IN CHICAGO, MANY HOMEOWNERS HAVE SEEN THEIR VALUES FALL MORE THAN THE 5% VALUE THRESHOLD TO QUALIFY!

On the surface, the President's new plan to help many homeowners at the doorsteps of foreclosure seems promising.  Unfortunately, however, many more will be left on the sidelines, because the value of their homes, as compared to their outstanding mortgage balances, has fallen too far.

The Obama Plan, detailed in Washington Wednesday, as reported by AP Real Estate Writer Alan Zibel in yesterday's Chicago Tribunewould help those homeowners whose mortgage balance is up to 5% greater than the current market value of their home.  Lenders would modify the mortgages of those homeowners to greatly reduce their monthly mortgage payments, and make them far more affordable.

In many cases, however, including hundreds of homeowners in Chicago, the owner's mortgage balance is far greater than that 5% threshold - especially for those who took out high-leverage sub-prime loans during the peak of the Chicago Real Estate Market just over two years ago.

According to index data from S&P/Case Shiller, via Les Christie, CNNMoney.com Staff Writer, Chicago Area Home Prices have tumbled 14.3%, based on their February, 2009 research, for the period covering the Fourth Quarter, 2008.   Many of the clients we have spoken with with high-leverage loans now find their Market Value 10% or more below what they presently owe.
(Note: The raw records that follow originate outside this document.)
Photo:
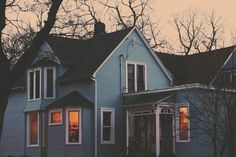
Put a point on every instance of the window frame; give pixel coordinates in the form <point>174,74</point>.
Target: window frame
<point>112,110</point>
<point>135,75</point>
<point>28,132</point>
<point>67,125</point>
<point>178,123</point>
<point>46,81</point>
<point>49,117</point>
<point>34,84</point>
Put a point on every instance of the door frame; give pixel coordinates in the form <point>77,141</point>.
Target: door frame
<point>159,111</point>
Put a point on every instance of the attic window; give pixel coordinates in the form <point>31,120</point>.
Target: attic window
<point>49,82</point>
<point>34,83</point>
<point>136,77</point>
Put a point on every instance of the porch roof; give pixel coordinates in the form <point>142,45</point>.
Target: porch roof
<point>147,98</point>
<point>74,98</point>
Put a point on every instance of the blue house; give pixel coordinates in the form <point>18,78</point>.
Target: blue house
<point>110,95</point>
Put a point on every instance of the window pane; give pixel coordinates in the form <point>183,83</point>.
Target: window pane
<point>56,117</point>
<point>234,81</point>
<point>131,82</point>
<point>140,77</point>
<point>106,134</point>
<point>106,118</point>
<point>37,84</point>
<point>73,133</point>
<point>50,83</point>
<point>33,124</point>
<point>31,85</point>
<point>183,123</point>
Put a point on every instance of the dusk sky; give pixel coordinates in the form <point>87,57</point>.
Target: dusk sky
<point>164,9</point>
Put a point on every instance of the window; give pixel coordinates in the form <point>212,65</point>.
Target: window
<point>183,126</point>
<point>55,117</point>
<point>73,126</point>
<point>49,82</point>
<point>107,126</point>
<point>34,84</point>
<point>33,128</point>
<point>136,77</point>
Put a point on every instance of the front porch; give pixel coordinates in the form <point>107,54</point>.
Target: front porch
<point>150,125</point>
<point>150,131</point>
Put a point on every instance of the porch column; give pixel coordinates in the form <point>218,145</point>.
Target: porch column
<point>157,113</point>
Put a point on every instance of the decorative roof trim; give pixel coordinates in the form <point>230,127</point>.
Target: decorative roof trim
<point>180,87</point>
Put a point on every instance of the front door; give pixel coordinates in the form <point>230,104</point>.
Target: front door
<point>166,135</point>
<point>142,136</point>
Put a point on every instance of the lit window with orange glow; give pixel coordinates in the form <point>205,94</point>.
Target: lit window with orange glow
<point>73,128</point>
<point>183,123</point>
<point>55,117</point>
<point>33,128</point>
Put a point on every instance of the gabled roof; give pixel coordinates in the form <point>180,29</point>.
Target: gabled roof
<point>196,68</point>
<point>85,56</point>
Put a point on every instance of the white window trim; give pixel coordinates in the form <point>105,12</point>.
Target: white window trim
<point>45,82</point>
<point>49,117</point>
<point>177,124</point>
<point>40,82</point>
<point>112,110</point>
<point>135,75</point>
<point>28,133</point>
<point>80,125</point>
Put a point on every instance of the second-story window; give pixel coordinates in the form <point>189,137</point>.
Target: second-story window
<point>34,84</point>
<point>136,77</point>
<point>49,82</point>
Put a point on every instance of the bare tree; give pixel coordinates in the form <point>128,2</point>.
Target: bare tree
<point>8,75</point>
<point>213,115</point>
<point>198,32</point>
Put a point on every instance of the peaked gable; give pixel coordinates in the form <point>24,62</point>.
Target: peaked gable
<point>147,45</point>
<point>85,56</point>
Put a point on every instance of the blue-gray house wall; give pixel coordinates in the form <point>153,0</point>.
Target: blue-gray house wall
<point>13,136</point>
<point>110,83</point>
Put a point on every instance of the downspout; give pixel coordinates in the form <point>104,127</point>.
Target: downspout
<point>95,121</point>
<point>121,108</point>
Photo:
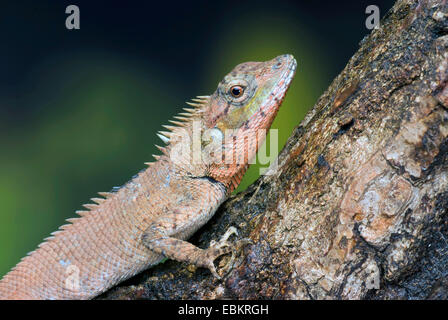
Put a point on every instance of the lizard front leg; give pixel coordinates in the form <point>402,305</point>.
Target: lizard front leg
<point>157,238</point>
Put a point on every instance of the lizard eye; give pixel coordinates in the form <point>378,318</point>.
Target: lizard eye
<point>236,91</point>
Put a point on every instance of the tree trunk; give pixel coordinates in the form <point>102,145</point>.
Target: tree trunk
<point>357,208</point>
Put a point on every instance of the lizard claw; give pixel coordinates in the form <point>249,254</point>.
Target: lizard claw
<point>222,247</point>
<point>216,251</point>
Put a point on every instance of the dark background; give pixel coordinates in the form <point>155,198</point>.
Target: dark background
<point>79,109</point>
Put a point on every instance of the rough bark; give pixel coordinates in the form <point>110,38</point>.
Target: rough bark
<point>358,206</point>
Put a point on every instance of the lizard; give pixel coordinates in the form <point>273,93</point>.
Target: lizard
<point>150,218</point>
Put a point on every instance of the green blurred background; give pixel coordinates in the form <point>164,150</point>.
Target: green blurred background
<point>79,109</point>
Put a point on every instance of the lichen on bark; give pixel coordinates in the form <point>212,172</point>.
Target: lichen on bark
<point>357,208</point>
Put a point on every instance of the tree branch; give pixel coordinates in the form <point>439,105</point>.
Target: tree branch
<point>358,206</point>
Hard-hit California cities like Stockton and Modesto have pockets of distressed properties where the current owner's mortgage balance exceeds today's Market Value by 50%, or even more!

According to Moody's Economy.com, roughly 27% of all U.S. Homeowners owe more on their home than their home is worth today.  That translates to about 14 Million Homeowners.  In the same Zibel story, data from First American CoreLogic shows nearly half of all homeowners in the State of Nevada are "underwater" on their mortgage loans.

Although several large U.S. Lenders - such as Wells Fargo and J.P. Morgan Chase, have praised the plan, many experts are skeptical of its likely success.

The Obama Program consists of two parts.  

The first would offer loan modifications, to more attractive loan terms, to as many as 4 Million homeowners nationwide.  The second portion would offer roughly 5 Million distressed homeowners an option of refinancing into lower rate loans.  Both programs are voluntary to lenders.

Only one loan modification will be allowed, and only those homeowners who purchased their home before January 1st of this year will qualify.  High-end mortgages, roughly $730M and over, will not be covered.  Under new loan terms, borrowers could reduce their interest rate to as low as 2.00% for the first five years, then increasing to 5.00% until the loan is fully repaid.  The program runs through the end of 2012.

The refinance program would have to involve a Fannie Mae or Freddie Mac Guaranteed Loan.  Borrowers must apply no later than June, 2010.

In sum, it appears the new program is far from a complete solution.  It is likely we'll be continuing to hear about the most stressed homeowners in danger of losing their homes for many months to come.